En primer lugar las asociaciones de promotores y constructores hubieran puesto el grito en el cielo por la actitud intervencionista del organismo de marras y por su nula comprensión del saludable estado del sector y de las particularidades del mismo en el país de turno. La banca se hubiera apuntado sin ninguna duda a la fiesta, denunciando las maniobras desestabilizadoras de una de las actividades económicas más importantes para la economía del país y hubiera intercedido ante el gobierno para que atajaran cualquier veleidad por parte de ese organismo competente pero descarriado, advirtiendo de las graves consecuencias que sobre la actividad y el empleo podrían tener medidas restrictivas del libre mercado. Ambos, constructores y banqueros hubieran tejido un complot mediático por el que la mayoría de medios de comunicación, sumados a la orgía, cantarían las bondades del modelo inmobiliario y harían todo tipo de lecturas interesadas de las cifras del sector para convencer al patidifuso ciudadano de que no había mejor inversión que seguir comprando inmuebles en cualquiera de las varias “tocholandias” del mundo.

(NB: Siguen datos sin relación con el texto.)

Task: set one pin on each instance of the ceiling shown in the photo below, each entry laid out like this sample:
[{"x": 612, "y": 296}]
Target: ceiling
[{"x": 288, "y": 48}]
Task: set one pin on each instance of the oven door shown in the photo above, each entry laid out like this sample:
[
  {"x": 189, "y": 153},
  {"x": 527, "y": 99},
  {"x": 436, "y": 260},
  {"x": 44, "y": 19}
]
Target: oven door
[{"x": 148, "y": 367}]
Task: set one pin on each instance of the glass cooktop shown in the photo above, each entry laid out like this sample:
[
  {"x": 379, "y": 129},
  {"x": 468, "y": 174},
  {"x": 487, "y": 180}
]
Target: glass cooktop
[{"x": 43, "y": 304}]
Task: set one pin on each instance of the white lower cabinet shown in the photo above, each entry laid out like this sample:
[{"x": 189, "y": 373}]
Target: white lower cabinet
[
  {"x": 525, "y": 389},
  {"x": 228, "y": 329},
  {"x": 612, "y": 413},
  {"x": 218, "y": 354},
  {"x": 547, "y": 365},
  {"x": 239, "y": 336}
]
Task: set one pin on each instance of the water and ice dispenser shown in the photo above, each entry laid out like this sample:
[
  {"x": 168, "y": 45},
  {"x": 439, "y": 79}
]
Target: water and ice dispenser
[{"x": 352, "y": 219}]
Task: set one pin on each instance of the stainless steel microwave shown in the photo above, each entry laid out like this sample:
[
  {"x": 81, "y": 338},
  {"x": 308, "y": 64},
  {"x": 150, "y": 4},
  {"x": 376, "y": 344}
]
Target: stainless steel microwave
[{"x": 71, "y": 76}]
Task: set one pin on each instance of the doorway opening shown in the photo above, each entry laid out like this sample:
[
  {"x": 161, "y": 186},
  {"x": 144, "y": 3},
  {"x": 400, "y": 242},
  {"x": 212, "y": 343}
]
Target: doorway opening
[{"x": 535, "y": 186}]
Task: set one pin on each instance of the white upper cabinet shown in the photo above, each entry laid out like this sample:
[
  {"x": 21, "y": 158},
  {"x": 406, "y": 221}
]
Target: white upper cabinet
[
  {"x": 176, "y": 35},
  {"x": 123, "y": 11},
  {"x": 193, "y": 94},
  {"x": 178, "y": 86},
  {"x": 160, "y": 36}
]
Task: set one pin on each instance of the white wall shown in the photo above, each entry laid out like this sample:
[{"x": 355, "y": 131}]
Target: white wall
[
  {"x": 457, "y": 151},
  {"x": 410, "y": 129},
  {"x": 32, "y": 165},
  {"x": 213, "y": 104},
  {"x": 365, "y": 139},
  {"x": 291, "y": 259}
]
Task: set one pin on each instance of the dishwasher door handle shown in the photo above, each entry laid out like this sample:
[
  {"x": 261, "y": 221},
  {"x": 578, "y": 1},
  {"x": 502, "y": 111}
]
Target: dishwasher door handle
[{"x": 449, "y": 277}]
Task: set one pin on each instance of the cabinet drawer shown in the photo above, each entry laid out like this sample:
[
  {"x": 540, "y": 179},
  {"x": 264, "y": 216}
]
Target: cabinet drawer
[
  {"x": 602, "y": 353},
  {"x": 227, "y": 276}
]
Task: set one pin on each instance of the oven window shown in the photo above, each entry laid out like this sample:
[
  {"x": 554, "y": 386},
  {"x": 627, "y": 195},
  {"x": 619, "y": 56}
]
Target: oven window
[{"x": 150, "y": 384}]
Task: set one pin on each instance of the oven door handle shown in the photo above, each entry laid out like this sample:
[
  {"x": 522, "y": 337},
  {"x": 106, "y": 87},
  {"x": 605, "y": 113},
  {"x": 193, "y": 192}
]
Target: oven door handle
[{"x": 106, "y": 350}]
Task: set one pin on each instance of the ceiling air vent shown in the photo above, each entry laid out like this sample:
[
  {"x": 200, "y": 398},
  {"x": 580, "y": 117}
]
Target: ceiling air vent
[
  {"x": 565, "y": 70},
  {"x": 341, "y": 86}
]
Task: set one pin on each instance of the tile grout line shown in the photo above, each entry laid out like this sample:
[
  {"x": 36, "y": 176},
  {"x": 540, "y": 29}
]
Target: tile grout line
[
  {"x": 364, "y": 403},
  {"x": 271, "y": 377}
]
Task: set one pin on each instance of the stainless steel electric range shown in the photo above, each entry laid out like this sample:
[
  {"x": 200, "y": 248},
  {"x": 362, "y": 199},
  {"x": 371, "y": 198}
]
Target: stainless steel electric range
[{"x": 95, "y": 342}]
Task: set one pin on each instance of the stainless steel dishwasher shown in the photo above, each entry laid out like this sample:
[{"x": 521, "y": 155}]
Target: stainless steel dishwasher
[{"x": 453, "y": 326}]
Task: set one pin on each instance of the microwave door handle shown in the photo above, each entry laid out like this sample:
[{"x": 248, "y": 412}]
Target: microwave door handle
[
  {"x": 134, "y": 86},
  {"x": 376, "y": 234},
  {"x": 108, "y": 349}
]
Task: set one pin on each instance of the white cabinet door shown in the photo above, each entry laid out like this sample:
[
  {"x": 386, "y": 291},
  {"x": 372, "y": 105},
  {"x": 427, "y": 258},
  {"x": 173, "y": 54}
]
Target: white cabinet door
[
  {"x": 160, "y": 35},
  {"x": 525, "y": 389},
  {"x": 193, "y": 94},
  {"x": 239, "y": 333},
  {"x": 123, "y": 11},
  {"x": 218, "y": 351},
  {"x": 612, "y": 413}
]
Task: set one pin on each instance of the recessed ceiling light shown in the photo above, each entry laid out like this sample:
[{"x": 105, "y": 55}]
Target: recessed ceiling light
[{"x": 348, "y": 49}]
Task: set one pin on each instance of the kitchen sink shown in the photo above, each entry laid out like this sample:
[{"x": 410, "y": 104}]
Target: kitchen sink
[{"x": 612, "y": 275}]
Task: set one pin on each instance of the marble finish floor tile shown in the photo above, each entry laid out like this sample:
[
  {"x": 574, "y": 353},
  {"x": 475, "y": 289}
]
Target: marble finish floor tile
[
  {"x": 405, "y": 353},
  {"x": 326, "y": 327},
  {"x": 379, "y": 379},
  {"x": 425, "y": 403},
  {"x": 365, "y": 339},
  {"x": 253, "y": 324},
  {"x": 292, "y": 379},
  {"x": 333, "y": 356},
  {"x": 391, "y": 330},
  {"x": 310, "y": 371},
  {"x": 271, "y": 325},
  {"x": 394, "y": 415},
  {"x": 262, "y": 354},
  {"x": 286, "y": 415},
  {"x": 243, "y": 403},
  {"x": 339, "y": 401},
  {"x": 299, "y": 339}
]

Además, a toro pasado siempre es más fácil opinar. ¿Cuántos de ustedes se hubieran atrevido, digamos en… 2004 o 2005, a defender con crudeza la necesidad de crear instrumentos reguladores o desincentivadores que frenaran la imparable fiebre constructora? ¿Cuántos no hubieran criticado hace siete u ocho años un intento de maniobra reguladora por parte del estado?

En fin, que aunque se hubiera lanzado alguna maniobra tendiente a regular algo más el mercado para evitar la burbuja, probablemente hubiera sido desactivada con un motivo de difícil contestación si nos ceñimos a los paradigmas de corte neoliberal. El Estado no puede atentar contra la libertad de mercado y detener el progreso de una actividad creadora de riqueza porque no es su función y porque no tiene por qué conocer en detalle las particularidades de cada sector. Y, hasta cierto punto, es cierto.

¿Cuál es entonces la solución si los Estados tienen que guardar un delicado equilibrio entre su papel regulador y su papel garante de la libertad de mercado? ¿Cuál es la solución si periódicamente los mercados, influidos por la parte materialista de la naturaleza humana caen en trampas como las que hemos descrito? ¿Cuál es la solución si el Estado no puede excederse en su celo regulador porque caeríamos en el peligro de irnos al extremo opuesto e influir negativamente en la libertad de los individuos y de los agentes económicos?

La solución, creo que ya lo habrán adivinado ustedes, es la asunción de su papel como transformador de la sociedad que deben ejercer los diversos actores económicos y sociales empezando por los propios consumidores y acabando por la aceptación consciente por parte de las empresas de la necesidad de transformarse en Empresas 3.0 o de base ética incorporando una serie de principios y mecanismos de autoregulación que “sitúan al regulador dentro de casa” y relativizan e incluso ponen en valor el papel regulador que debe ejercer el Estado.